Keywords

1 Introduction

Maintainability, i.e. the degree of effectiveness and efficiency with which a software system can be modified to correct, improve, extend, or adapt it  [17], is an essential quality attribute for long-living software systems. To manage and control maintainability, quantitative evaluation with metrics  [9] has long established itself as a frequently employed practice. In systems based on service orientation  [22], however, many source code metrics lose their importance due to the increased level of abstraction  [4]. For microservices as a lightweight and fine-grained service-oriented variant  [20], factors like the large number of small services, their decentralized nature, or high degree of technological heterogeneity may pose difficulties for metric collection and the applicability of existing metrics, which has also been reported in the area of performance testing  [11]. Several researchers have therefore focused on adapting existing metrics and defining new metrics for service orientation (see e.g. our literature review  [7] or the one from Daud and Kadir  [10]).
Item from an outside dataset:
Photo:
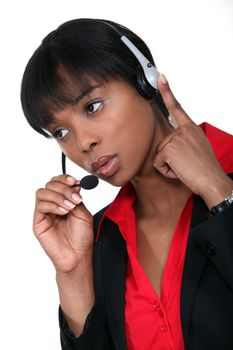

However, approaches to automatically collect these metrics are lacking and for the few existing ones, tool support is rarely publicly available (see Sect. 2). This significantly hinders empirical metric evaluation as well as industry adoption of service-based metrics. To circumvent the described challenges, we therefore propose a metric collection approach focused on machine-readable RESTful API descriptions. RESTful web services are resource-oriented services that employ the full HTTP protocol with methods like GET, POST, PUT, or DELETE as well as HTTP status codes to expose their functionality on the web  [23]. For microservices, RESTful HTTP is used as one of the primary communication protocols  [20]. Since this protocol is popular in industry  [5, 26] and API documentation formats like WADLFootnote 1, OpenAPIFootnote 2, or RAMLFootnote 3 are widely used, such an approach should be broadly applicable to real-world RESTful services. Relying on machine-readable RESTful documentation avoids having to implement tool support for several programming languages. Second, such documents are often created reasonably early in the development process if a design-first approach is used. And lastly, if such documents do not exist for the system, they can often be generated automatically, which is supported for popular RESTful frameworks like e.g. Spring BootFootnote 4.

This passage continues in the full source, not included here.